OGH Entscheidung vom 24.1.2020, 8 Ob 137/19h

 

Sachverhalt:

Der Kläger war Schriftführer eines Vereins. Dieser Verein bestellte bei der Beklagten Fleischwaren, die vom Verein aber nicht bezahlt wurden. Der Kläger selbst war weder in diese Bestellungen involviert, noch kamen ihm die Fleischlieferungen zugute.

Der Anwalt der Beklagten forderte den Kläger in einem Schreiben unter Androhung der Klagseinbringung zur Zahlung des offenen Betrags samt Zinsen auf. Der Kläger wies die Ansprüche mit Antwortschreiben seines Rechtsvertreters zurück und forderte seinerseits Ersatz der ihm verursachten Kosten. Daraufhin teilte der Anwalt der Beklagten dem Rechtsvertreter des Klägers mit, dieses Schreiben inhaltlich nicht zu beantworten und im Auftrage seiner Mandantschaft derzeit die Einbringung einer Strafanzeige zu prüfen.

Der Kläger brachte daher eine Klage auf Feststellung ein, wonach kein Anspruch auf Zahlung bestehe. Es bestehe ein Schwebezustand, der ein rechtliches Interesse des Klägers begründe, die Anmaßung der Beklagten als Ursache der Rechtsunsicherheit abzuwehren und die Beklagte zu zwingen, das angemaßte Recht zu beweisen oder aufzugeben.

 

Entscheidung:

Das Erstgericht wies das Klagebegehren ab. Das Berufungsgericht gab der Berufung des Klägers nicht Folge. Der OGH erachtete die Revision des Klägers für zulässig und auch berechtigt. Aus der Begründung:

Bei einer negativen Feststellungsklage besteht das rechtliche Interesse an der Feststellung des Nichtbestehens eines Rechts immer dann, wenn der Beklagte ein solches Recht zu haben behauptet. Das rechtliche Interesse erfordert neben der fälschlichen Berühmung eines solchen Rechts aber auch eine dadurch hervorgerufene Gefährdung der Rechtsstellung des Klägers.

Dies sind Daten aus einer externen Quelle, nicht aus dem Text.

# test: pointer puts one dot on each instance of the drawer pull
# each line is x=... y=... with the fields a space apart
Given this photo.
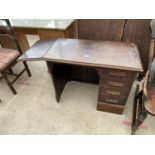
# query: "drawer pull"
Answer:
x=113 y=92
x=118 y=84
x=120 y=74
x=111 y=100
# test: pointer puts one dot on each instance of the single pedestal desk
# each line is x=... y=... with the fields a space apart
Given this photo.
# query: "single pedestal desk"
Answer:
x=116 y=63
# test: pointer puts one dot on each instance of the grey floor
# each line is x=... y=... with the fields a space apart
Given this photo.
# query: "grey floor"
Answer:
x=34 y=109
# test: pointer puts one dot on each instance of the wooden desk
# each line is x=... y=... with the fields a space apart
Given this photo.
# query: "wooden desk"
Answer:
x=116 y=63
x=44 y=28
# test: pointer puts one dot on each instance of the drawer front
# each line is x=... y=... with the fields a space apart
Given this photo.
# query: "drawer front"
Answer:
x=117 y=73
x=116 y=82
x=113 y=99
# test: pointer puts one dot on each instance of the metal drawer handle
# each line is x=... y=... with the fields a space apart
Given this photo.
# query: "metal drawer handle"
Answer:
x=113 y=92
x=111 y=100
x=120 y=74
x=118 y=84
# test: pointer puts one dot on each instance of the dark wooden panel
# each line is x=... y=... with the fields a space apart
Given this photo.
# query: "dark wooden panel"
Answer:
x=138 y=32
x=101 y=29
x=60 y=75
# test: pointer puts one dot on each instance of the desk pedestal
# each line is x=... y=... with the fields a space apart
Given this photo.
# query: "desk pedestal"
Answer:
x=114 y=88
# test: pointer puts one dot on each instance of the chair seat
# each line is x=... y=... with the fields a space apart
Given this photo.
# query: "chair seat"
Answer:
x=7 y=56
x=150 y=105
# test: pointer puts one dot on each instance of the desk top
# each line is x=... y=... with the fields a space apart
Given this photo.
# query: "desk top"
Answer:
x=108 y=54
x=61 y=24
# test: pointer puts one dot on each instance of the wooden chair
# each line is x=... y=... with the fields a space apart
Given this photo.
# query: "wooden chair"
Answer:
x=9 y=53
x=144 y=101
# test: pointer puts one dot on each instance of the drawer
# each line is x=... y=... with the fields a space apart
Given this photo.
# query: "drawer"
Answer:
x=111 y=91
x=116 y=82
x=117 y=73
x=112 y=99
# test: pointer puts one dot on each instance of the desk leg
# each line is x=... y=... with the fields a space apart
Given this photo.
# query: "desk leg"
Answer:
x=114 y=88
x=60 y=76
x=23 y=42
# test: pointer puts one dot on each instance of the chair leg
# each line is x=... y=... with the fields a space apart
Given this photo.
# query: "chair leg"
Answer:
x=134 y=115
x=142 y=114
x=27 y=69
x=11 y=71
x=9 y=84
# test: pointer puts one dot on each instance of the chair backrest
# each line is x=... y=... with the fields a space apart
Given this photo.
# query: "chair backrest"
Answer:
x=8 y=40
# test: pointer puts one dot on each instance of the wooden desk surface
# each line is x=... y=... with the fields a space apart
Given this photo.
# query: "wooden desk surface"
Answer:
x=107 y=54
x=59 y=24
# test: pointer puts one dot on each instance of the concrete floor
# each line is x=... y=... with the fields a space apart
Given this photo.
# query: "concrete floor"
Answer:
x=34 y=109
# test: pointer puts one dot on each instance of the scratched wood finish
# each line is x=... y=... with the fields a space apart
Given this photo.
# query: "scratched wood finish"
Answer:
x=114 y=85
x=95 y=53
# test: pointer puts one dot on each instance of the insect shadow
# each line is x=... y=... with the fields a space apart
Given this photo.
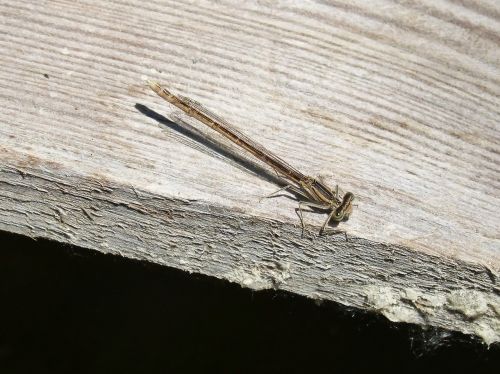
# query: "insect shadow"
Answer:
x=208 y=144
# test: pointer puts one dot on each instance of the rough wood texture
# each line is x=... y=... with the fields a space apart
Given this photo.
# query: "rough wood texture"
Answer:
x=396 y=102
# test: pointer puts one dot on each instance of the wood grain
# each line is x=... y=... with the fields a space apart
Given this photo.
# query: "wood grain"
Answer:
x=397 y=102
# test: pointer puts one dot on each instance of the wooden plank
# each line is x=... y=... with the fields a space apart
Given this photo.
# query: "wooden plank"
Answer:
x=398 y=103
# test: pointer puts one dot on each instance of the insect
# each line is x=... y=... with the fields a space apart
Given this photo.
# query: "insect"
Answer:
x=316 y=194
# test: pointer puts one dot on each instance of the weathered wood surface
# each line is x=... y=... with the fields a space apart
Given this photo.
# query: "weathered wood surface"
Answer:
x=396 y=102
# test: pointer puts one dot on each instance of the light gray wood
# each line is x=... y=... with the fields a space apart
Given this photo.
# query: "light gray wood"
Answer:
x=396 y=102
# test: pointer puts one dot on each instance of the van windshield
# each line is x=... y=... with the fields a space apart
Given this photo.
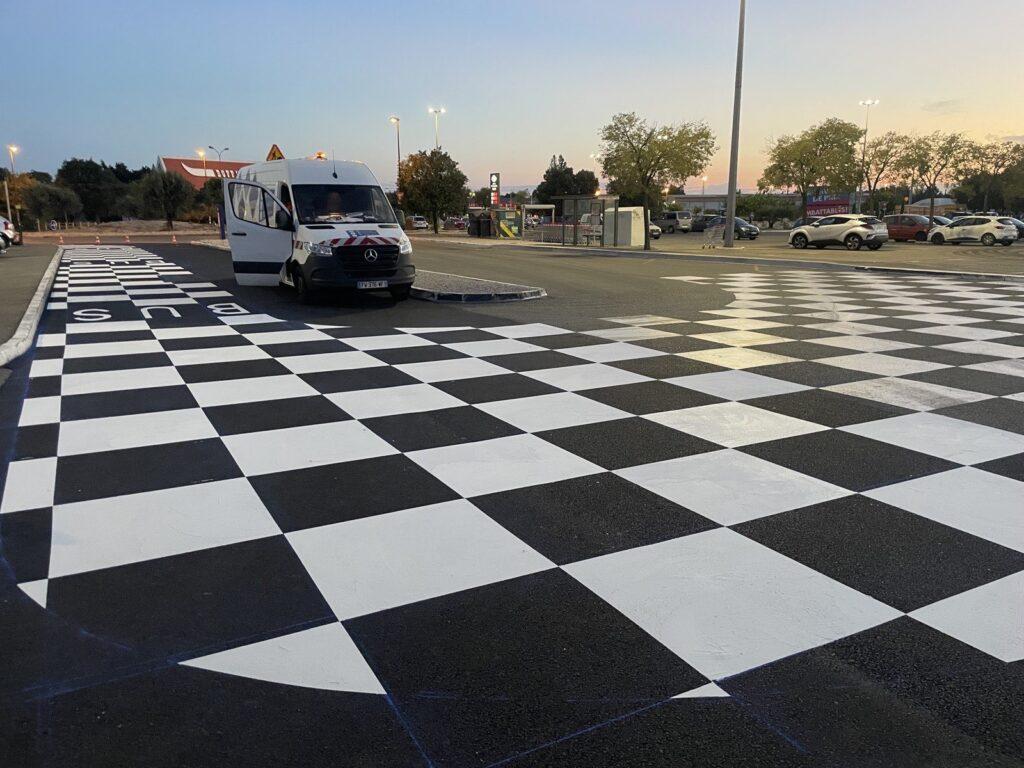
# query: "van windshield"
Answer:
x=341 y=204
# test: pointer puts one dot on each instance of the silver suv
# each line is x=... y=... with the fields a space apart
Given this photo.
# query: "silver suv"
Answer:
x=849 y=229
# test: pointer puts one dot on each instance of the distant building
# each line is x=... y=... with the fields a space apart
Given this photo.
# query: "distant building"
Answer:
x=196 y=172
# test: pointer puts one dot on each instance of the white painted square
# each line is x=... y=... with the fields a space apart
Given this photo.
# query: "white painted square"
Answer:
x=526 y=331
x=591 y=376
x=133 y=430
x=916 y=395
x=734 y=424
x=551 y=412
x=736 y=385
x=726 y=604
x=373 y=563
x=729 y=487
x=986 y=617
x=881 y=365
x=501 y=464
x=230 y=391
x=953 y=439
x=308 y=364
x=610 y=352
x=462 y=368
x=30 y=484
x=104 y=532
x=411 y=398
x=299 y=448
x=979 y=503
x=118 y=381
x=738 y=357
x=492 y=347
x=216 y=354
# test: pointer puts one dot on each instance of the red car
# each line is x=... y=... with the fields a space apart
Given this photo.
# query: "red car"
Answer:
x=907 y=226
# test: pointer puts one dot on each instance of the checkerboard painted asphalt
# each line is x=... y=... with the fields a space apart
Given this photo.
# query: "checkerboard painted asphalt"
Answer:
x=625 y=513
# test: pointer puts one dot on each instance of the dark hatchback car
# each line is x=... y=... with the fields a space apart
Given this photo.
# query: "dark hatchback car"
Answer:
x=906 y=226
x=742 y=228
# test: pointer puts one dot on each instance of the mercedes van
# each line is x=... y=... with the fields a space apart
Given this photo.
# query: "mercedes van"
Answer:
x=315 y=223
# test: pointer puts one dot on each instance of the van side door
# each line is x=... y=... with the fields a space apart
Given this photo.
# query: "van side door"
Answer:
x=260 y=232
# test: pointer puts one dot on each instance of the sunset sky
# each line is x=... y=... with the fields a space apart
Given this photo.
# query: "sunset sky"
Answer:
x=128 y=81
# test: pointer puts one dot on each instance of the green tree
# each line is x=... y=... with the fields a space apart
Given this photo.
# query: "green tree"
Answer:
x=431 y=182
x=824 y=155
x=95 y=185
x=939 y=160
x=643 y=158
x=165 y=195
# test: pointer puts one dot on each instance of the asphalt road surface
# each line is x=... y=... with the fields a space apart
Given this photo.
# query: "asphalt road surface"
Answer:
x=678 y=513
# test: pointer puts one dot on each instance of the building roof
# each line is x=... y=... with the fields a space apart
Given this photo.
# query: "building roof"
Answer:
x=196 y=172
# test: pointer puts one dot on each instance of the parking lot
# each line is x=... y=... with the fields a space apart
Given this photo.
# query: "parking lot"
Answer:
x=740 y=512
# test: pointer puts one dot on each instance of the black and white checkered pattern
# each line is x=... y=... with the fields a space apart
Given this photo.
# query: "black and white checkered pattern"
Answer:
x=521 y=516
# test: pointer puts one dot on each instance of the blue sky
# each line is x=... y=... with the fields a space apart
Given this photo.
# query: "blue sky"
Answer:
x=128 y=81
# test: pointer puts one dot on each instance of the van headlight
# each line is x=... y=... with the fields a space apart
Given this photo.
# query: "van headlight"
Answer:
x=318 y=249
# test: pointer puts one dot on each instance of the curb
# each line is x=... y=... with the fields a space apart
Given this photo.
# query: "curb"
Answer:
x=24 y=335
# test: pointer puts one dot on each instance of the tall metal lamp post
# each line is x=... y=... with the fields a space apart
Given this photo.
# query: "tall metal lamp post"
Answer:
x=730 y=209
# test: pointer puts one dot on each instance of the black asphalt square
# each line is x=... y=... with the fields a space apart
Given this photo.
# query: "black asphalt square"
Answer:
x=335 y=493
x=900 y=558
x=649 y=397
x=449 y=426
x=208 y=599
x=589 y=516
x=235 y=370
x=627 y=442
x=848 y=460
x=258 y=417
x=491 y=388
x=974 y=381
x=829 y=409
x=101 y=404
x=485 y=674
x=85 y=476
x=360 y=378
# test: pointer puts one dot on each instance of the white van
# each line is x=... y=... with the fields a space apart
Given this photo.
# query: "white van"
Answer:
x=312 y=223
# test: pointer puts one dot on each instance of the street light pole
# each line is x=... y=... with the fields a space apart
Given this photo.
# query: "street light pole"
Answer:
x=867 y=103
x=396 y=122
x=436 y=112
x=730 y=209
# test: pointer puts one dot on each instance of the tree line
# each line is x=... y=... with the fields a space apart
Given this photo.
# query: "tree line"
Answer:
x=89 y=190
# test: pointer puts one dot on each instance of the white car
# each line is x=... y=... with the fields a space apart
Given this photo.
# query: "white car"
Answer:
x=985 y=229
x=6 y=233
x=848 y=229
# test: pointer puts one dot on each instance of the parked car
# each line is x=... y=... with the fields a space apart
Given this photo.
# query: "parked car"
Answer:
x=850 y=230
x=674 y=221
x=7 y=233
x=906 y=226
x=985 y=229
x=741 y=227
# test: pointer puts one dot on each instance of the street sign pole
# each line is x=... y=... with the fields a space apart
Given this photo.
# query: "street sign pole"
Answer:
x=730 y=210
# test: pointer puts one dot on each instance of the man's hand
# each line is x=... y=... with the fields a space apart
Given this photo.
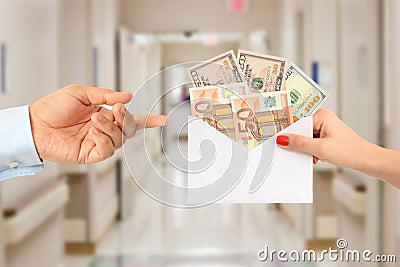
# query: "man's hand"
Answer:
x=69 y=126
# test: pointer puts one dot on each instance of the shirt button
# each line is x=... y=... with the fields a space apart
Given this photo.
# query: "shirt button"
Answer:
x=13 y=165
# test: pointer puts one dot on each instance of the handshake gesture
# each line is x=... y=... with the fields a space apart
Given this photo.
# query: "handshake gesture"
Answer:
x=71 y=126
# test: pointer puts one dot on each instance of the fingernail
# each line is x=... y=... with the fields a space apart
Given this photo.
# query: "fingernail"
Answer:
x=282 y=140
x=101 y=118
x=95 y=131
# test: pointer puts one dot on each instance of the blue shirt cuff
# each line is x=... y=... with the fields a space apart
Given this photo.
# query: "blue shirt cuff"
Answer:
x=18 y=156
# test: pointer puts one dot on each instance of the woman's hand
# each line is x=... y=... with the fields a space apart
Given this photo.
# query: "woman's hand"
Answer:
x=69 y=126
x=336 y=143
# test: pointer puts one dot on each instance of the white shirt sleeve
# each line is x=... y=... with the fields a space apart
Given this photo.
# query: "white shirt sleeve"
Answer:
x=18 y=155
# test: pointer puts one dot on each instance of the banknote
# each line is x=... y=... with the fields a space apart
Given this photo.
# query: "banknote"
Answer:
x=263 y=73
x=258 y=117
x=306 y=96
x=213 y=105
x=222 y=69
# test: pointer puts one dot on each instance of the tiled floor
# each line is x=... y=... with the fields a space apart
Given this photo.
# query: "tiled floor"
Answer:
x=216 y=235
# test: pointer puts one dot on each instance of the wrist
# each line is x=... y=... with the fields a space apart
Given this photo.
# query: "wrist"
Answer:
x=371 y=159
x=35 y=126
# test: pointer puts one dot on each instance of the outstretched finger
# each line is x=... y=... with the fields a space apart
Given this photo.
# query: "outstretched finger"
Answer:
x=150 y=121
x=124 y=120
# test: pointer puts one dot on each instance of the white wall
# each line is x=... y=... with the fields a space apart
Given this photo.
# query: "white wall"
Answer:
x=29 y=30
x=204 y=16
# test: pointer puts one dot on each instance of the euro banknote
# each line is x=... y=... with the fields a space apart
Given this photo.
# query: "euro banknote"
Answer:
x=306 y=95
x=258 y=117
x=263 y=73
x=213 y=105
x=222 y=69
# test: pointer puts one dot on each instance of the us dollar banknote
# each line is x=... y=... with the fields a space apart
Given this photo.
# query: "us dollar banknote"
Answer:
x=258 y=117
x=306 y=96
x=222 y=69
x=263 y=73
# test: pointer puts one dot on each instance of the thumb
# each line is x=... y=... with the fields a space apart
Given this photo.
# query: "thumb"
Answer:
x=299 y=143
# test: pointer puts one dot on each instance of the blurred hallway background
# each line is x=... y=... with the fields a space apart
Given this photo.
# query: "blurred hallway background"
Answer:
x=95 y=215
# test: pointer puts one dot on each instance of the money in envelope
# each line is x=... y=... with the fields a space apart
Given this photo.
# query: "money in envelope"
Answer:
x=232 y=151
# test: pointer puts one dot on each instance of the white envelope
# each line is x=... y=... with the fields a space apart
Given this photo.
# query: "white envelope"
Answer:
x=222 y=171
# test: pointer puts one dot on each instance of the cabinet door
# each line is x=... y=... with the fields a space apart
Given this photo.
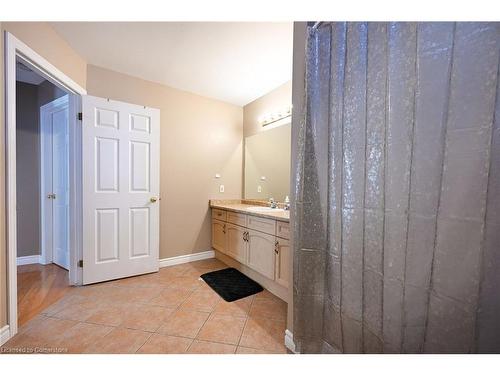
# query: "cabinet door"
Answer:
x=282 y=272
x=261 y=252
x=236 y=244
x=219 y=235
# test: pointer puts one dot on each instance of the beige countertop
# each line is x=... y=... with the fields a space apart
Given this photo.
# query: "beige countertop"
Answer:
x=238 y=206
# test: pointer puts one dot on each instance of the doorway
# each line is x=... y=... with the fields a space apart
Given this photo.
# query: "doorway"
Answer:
x=42 y=188
x=66 y=223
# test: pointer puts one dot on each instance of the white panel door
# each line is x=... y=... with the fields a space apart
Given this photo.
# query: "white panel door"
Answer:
x=121 y=186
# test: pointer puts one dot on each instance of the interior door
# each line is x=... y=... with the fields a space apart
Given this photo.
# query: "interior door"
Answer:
x=54 y=128
x=121 y=168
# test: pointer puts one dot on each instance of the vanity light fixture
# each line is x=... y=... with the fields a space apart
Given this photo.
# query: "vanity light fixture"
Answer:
x=271 y=118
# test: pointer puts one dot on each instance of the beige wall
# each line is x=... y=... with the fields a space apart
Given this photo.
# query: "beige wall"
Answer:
x=199 y=138
x=44 y=40
x=273 y=101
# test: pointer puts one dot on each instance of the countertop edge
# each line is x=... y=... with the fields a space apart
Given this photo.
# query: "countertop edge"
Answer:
x=243 y=211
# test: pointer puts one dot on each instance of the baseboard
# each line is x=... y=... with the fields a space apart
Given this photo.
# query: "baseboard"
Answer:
x=4 y=334
x=289 y=341
x=30 y=259
x=186 y=258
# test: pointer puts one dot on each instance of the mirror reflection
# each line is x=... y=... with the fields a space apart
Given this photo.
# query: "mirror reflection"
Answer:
x=267 y=164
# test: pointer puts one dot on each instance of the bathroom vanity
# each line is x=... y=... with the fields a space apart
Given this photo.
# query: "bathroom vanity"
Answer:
x=255 y=240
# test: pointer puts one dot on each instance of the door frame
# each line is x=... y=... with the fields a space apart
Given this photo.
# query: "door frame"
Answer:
x=15 y=49
x=47 y=255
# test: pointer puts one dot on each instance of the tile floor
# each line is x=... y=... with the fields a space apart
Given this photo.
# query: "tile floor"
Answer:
x=172 y=311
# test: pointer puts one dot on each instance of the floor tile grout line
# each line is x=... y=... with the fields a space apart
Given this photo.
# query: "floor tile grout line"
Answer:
x=150 y=335
x=246 y=320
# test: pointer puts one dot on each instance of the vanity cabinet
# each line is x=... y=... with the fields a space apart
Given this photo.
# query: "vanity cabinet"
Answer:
x=260 y=243
x=219 y=235
x=261 y=256
x=236 y=245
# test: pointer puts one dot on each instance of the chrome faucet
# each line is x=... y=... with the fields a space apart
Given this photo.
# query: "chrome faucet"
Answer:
x=272 y=203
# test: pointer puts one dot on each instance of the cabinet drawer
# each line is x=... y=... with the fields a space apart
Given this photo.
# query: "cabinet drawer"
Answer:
x=261 y=224
x=283 y=229
x=218 y=214
x=237 y=218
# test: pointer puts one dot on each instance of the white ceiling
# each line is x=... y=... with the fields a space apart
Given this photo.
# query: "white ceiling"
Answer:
x=26 y=75
x=232 y=62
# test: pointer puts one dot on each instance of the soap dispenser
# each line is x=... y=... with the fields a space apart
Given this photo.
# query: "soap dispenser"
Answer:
x=287 y=203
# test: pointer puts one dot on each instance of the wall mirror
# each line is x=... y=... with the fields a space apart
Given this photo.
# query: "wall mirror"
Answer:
x=267 y=164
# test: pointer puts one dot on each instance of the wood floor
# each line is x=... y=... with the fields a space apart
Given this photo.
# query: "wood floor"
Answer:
x=38 y=287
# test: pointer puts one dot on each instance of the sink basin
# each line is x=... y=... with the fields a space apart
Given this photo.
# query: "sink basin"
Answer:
x=264 y=209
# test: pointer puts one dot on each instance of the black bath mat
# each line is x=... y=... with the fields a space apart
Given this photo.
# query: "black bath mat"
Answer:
x=231 y=284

Der OGH hat in früheren Entscheidungen bereits in der Ausstellung von Rechnungen oder der Zusendung von Forderungsschreiben eine solche Berühmung gesehen und das rechtliche Interesse des Klägers an einem entsprechenden negativen Feststellungsbegehren als unzweifelhaft bezeichnet. Dementsprechend sei auch der vorliegende Fall zu beurteilen.

Mit dem Anspruchsscheiben hat die Beklagte dem Kläger gegenüber unter Klagsandrohung eine fünfstellige Forderung fällig gestellt und behauptet, dass der Kläger ihr gegenüber in diesem Umfang schadenersatzpflichtig geworden sei, wobei sie auch noch ein strafrechtlich relevantes Verhalten des Klägers in den Raum gestellt hat. Die daran möglicherweise anknüpfenden privat- sowie strafrechtlichen Folgen begründen das Feststellungsinteresse des Klägers.

Der Kläger muss daher auf eine gerichtliche Geltendmachung der behaupteten Ansprüche nicht warten, sondern kann durch Feststellungsklage die von der Beklagten geschaffene Rechtsunsicherheit beenden.

Der OGH gab der Klage daher statt. Dem Kläger fehlte das rechtliche Interesse an der begehrten Feststellung nicht. Das negative Feststellungsbegehren des Klägers erwies sich daher als berechtigt.